Are we witnessing the end of silicon microprocessors -- and will it result in incredible supercomputers?
Researchers at the University of Wisconsin, Madison may have just stumbled on something big — something that may totally change the future of computing. The scientists there created a carbon nanotube transistor that was almost twice as fast as a typical silicon-based microprocessor, and the discovery could lead to phones and computer with longer battery lives and much faster processing power than today’s chips.
Scientists in the field of nanotechnology have been trying to achieve this for hte past two decades, but until now it had eluded them. Carbon nanontubes are basically straws made out of carbon that are just an atom thick and are flexible while still being stronger than steel. They are also very conductive, making them perfect for handling lots of electrical current.
But it’s been tough to develop them, but it’s hard to isolate pure carbon nanotubes as they often have small metallic impurities that interfere with their semiconducting.

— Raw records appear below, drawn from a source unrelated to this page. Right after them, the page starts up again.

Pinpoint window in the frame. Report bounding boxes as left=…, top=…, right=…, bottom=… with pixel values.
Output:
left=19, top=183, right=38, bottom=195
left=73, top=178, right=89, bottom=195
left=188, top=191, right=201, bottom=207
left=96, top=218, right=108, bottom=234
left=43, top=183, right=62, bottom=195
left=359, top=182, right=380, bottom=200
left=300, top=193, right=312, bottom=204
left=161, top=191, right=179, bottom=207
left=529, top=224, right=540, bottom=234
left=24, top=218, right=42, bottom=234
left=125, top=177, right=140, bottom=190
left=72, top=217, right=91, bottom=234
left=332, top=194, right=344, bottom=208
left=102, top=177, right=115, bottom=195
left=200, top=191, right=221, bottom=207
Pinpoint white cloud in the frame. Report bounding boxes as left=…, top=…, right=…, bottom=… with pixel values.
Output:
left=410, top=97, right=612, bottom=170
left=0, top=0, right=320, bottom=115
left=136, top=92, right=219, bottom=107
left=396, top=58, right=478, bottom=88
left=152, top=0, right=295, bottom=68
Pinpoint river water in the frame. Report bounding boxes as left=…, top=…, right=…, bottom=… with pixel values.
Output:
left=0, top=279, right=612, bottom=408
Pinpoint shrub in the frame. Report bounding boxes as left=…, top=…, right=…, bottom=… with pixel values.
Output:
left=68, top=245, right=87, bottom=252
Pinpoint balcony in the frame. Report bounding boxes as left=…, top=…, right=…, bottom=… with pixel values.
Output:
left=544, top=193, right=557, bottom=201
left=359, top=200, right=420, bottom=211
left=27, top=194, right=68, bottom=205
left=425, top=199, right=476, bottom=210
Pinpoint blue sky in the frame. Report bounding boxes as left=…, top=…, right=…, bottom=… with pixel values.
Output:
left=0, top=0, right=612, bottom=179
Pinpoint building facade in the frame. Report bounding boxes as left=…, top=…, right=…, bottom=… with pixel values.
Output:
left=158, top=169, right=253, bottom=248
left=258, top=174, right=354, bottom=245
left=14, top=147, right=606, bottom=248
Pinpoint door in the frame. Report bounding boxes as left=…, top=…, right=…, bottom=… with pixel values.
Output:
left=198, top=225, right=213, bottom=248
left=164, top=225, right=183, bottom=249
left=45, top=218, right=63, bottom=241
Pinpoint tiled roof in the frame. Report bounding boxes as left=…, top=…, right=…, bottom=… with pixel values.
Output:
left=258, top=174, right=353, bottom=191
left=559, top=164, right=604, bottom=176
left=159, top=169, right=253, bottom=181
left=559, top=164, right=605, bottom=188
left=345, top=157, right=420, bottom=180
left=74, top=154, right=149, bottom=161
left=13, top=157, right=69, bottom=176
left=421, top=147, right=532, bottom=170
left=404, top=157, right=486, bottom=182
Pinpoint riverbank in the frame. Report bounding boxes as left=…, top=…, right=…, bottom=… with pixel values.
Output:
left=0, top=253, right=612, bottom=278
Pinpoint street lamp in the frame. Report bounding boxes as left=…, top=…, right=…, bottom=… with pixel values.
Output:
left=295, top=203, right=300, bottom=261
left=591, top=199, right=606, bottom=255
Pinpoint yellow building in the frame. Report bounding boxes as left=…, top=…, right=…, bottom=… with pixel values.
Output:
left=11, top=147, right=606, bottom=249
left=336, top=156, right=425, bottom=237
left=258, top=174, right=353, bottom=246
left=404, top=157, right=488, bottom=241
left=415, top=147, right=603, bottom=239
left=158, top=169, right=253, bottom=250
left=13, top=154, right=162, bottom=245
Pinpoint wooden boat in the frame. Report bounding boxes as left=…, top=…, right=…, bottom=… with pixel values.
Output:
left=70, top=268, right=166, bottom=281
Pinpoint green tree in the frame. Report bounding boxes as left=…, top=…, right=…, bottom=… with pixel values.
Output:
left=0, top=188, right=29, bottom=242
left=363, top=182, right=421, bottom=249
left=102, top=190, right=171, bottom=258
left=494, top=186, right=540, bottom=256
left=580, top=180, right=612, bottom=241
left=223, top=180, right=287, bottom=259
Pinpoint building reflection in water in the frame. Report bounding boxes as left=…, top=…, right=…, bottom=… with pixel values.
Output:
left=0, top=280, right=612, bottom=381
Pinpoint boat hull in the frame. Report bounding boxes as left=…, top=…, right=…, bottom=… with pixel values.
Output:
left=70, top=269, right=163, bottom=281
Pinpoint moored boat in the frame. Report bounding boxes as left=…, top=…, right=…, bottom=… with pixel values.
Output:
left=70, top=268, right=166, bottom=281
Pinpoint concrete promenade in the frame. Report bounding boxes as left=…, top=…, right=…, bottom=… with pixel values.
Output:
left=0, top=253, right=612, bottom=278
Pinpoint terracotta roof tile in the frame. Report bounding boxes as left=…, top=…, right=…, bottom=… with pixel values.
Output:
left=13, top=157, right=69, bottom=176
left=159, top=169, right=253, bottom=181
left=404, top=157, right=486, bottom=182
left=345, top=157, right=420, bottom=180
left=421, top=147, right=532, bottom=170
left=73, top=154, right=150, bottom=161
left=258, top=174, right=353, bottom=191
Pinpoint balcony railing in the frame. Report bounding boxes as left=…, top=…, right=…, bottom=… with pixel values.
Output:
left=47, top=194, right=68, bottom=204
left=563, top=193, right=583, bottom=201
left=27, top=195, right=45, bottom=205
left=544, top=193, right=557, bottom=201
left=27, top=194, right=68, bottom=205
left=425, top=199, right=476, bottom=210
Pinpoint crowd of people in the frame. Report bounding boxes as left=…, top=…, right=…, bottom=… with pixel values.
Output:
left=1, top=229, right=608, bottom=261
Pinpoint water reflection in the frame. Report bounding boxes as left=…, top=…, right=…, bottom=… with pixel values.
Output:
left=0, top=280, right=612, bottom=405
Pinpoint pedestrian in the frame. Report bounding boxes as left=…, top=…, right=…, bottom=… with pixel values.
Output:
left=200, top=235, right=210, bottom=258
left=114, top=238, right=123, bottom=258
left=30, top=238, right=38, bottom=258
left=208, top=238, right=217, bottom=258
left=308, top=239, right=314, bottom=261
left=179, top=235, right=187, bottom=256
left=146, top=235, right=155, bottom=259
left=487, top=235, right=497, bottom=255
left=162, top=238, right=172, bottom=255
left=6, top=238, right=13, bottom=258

But a new production technique was able to get around this problem, and the results were fantastic.
“This achievement has been a dream of nanotechnology for the last 20 years,” Michael Arnold, UW-Madison professor of materials science and engineering, said in the statement. “Making carbon nanotube transistors that are better than silicon transistors is a big milestone. This breakthrough in carbon nanotube transistor performance is a critical advance toward exploiting carbon nanotubes in logic, high-speed communications, and other semiconductor electronics technologies.”
“There has been a lot of hype about carbon nanotubes that hasn’t been realized, and that has kind of soured many people’s outlook,” he added. “But we think the hype is deserved. It has just taken decades of work for the materials science to catch up and allow us to effectively harness these materials.”